Turkey’s president has fired the central bank governor, who in his four months in office had won the praise of investors for hiking interest rates and promising tighter monetary policies.
In a decree published in the Official Gazette early on Saturday, President Recep Tayyip Erdogan announced the departure of Naci Agbal, a former finance minister.
He is to be replaced by a banking professor who has argued for lower interest rates.
Agbal was brought in to lead the central bank after the Turkish lira hit record lows and inflation soared. In his months in office, Agbal had hiked the benchmark rate a total of 875 basis points, working to rebuild the credibility of the central bank after it was damaged by years of unorthodox policies.
Agbal’s most recent hike of 200 points on Thursday took the rate to 19 percent, which was higher than analysts expected.
The bank said tight monetary policy would be maintained until inflation, which has hit 15.61 percent, was brought under control.
Erdogan is openly averse to high interest rates, claiming high rates cause inflation, which stands in opposition to mainstream economic theory.
He has pressured the central bank to keep rates low to fuel borrowing and growth. Critics say the independence of the central bank has been severely damaged through political pressure.
Erdogan’s decree on Saturday appoints Sahap Kavcioglu as the new central bank head. Kavcioglu is a banking professor and a columnist in a pro-government newspaper where he has argued for low interest rates.
He previously served as a politician in Erdogan’s ruling party.
Past central bank managers before Agbal have burned through most of Turkey’s reserves trying to support the currency while rates remained well below that of inflation.
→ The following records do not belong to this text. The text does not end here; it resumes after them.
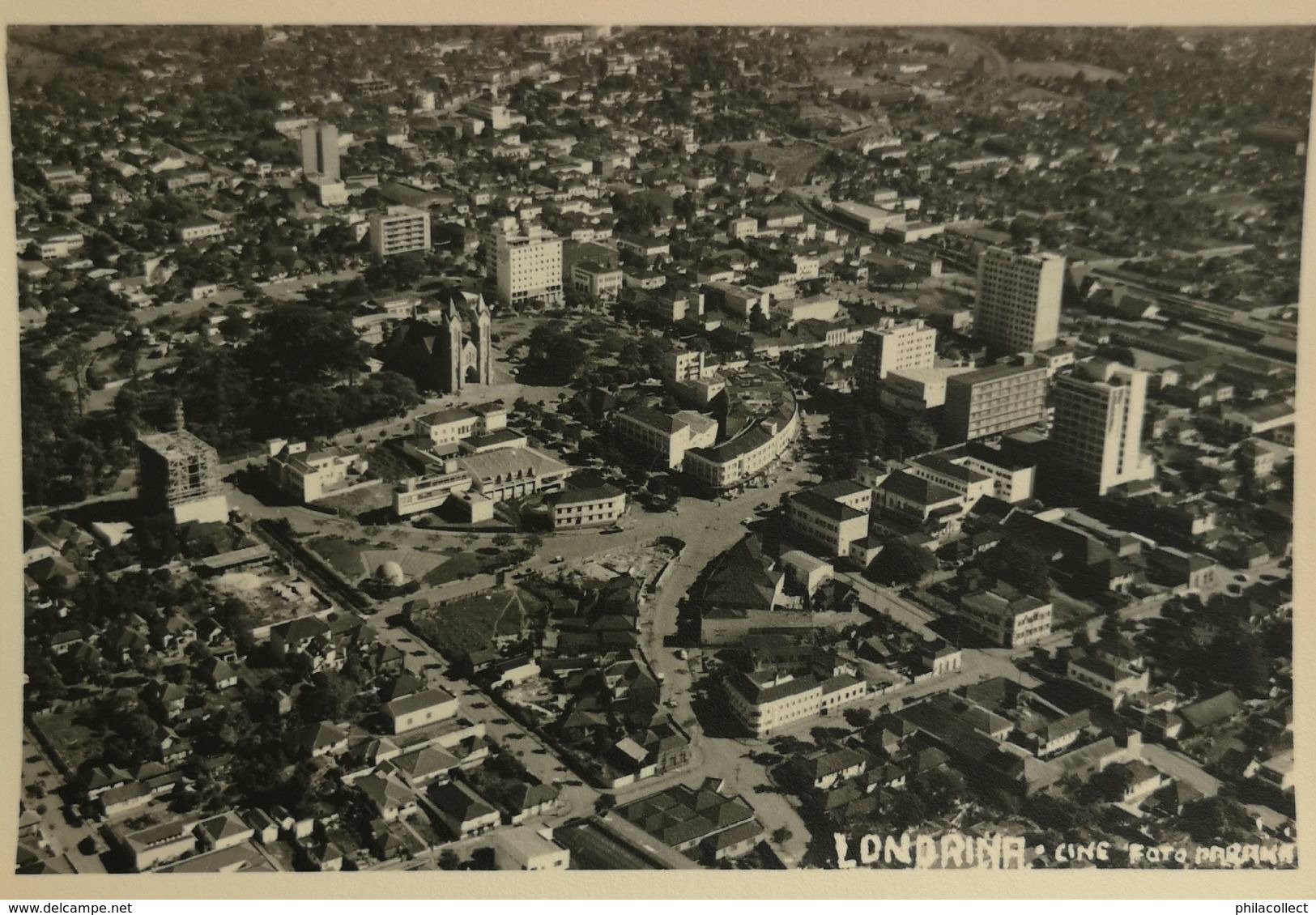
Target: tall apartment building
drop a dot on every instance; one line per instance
(1019, 300)
(1097, 433)
(320, 151)
(894, 347)
(528, 266)
(398, 231)
(987, 402)
(179, 473)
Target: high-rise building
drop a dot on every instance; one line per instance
(1097, 432)
(320, 151)
(528, 266)
(1019, 300)
(179, 473)
(989, 402)
(894, 347)
(399, 229)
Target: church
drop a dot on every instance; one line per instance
(445, 351)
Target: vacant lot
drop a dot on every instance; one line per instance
(471, 623)
(1063, 70)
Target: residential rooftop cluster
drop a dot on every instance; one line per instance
(658, 448)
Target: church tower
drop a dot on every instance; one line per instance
(483, 332)
(454, 349)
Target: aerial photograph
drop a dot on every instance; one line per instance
(641, 448)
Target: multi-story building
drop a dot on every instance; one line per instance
(1008, 618)
(450, 349)
(582, 509)
(1019, 300)
(448, 427)
(832, 517)
(309, 475)
(320, 151)
(953, 475)
(1111, 669)
(398, 231)
(766, 702)
(894, 347)
(667, 436)
(1097, 433)
(511, 473)
(686, 365)
(1011, 471)
(528, 266)
(419, 494)
(198, 228)
(743, 458)
(179, 473)
(991, 401)
(59, 242)
(596, 281)
(743, 227)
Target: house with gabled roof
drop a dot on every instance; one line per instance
(462, 810)
(322, 738)
(217, 673)
(223, 831)
(389, 795)
(423, 767)
(419, 710)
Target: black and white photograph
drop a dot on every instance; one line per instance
(656, 448)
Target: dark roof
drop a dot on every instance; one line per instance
(838, 489)
(652, 418)
(1214, 710)
(825, 507)
(743, 578)
(764, 693)
(581, 496)
(916, 489)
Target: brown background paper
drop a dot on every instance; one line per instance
(1250, 885)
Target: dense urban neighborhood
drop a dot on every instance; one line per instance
(656, 448)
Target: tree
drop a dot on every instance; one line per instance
(74, 361)
(301, 344)
(901, 563)
(920, 437)
(1017, 565)
(1216, 820)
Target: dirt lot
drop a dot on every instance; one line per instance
(1063, 70)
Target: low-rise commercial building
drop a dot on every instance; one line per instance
(1007, 616)
(772, 700)
(581, 509)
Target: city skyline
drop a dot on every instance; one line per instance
(653, 448)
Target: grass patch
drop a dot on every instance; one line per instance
(471, 623)
(343, 555)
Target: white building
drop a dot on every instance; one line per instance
(1098, 427)
(769, 702)
(528, 266)
(1019, 300)
(582, 509)
(398, 231)
(909, 347)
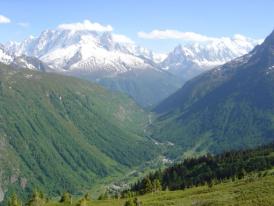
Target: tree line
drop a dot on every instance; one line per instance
(207, 169)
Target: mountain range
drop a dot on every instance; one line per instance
(228, 107)
(119, 64)
(60, 133)
(190, 60)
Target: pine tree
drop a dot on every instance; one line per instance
(37, 199)
(129, 203)
(14, 201)
(66, 198)
(82, 202)
(148, 187)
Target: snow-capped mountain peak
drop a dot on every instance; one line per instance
(84, 50)
(190, 60)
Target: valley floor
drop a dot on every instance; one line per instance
(252, 190)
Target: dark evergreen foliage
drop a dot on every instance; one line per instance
(207, 170)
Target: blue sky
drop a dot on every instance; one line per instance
(211, 18)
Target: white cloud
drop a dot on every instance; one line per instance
(86, 25)
(122, 39)
(23, 24)
(4, 20)
(174, 34)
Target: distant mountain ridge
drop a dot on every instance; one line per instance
(190, 60)
(22, 61)
(121, 65)
(228, 107)
(60, 133)
(102, 58)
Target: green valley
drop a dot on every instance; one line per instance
(60, 133)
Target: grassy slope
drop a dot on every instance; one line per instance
(249, 191)
(61, 133)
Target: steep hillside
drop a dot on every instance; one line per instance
(59, 133)
(226, 108)
(103, 58)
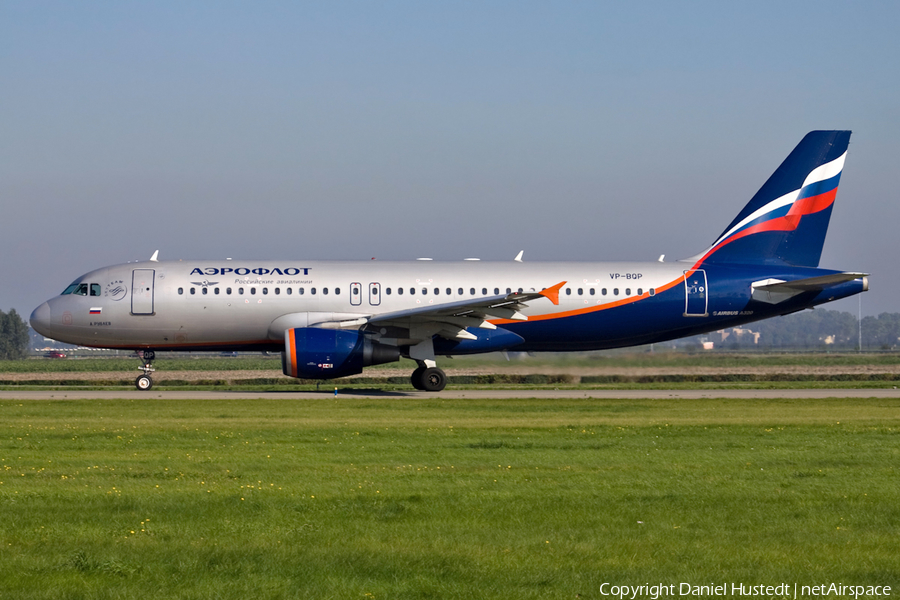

A modest recovery in the lira’s value since Agbal’s appointment in November had given the impression he had won Erdogan’s blessing to keep the rate high for some time to ward off inflation and help the lira recover.
But Erdogan’s dislike of high interest rates has remained consistent, with him saying as recently as January that he was “absolutely against” them.
“I know our friends get angry but with all due respect, if I am president of this country I will keep saying this because I believe that high interest rates will not help develop this country,” he said.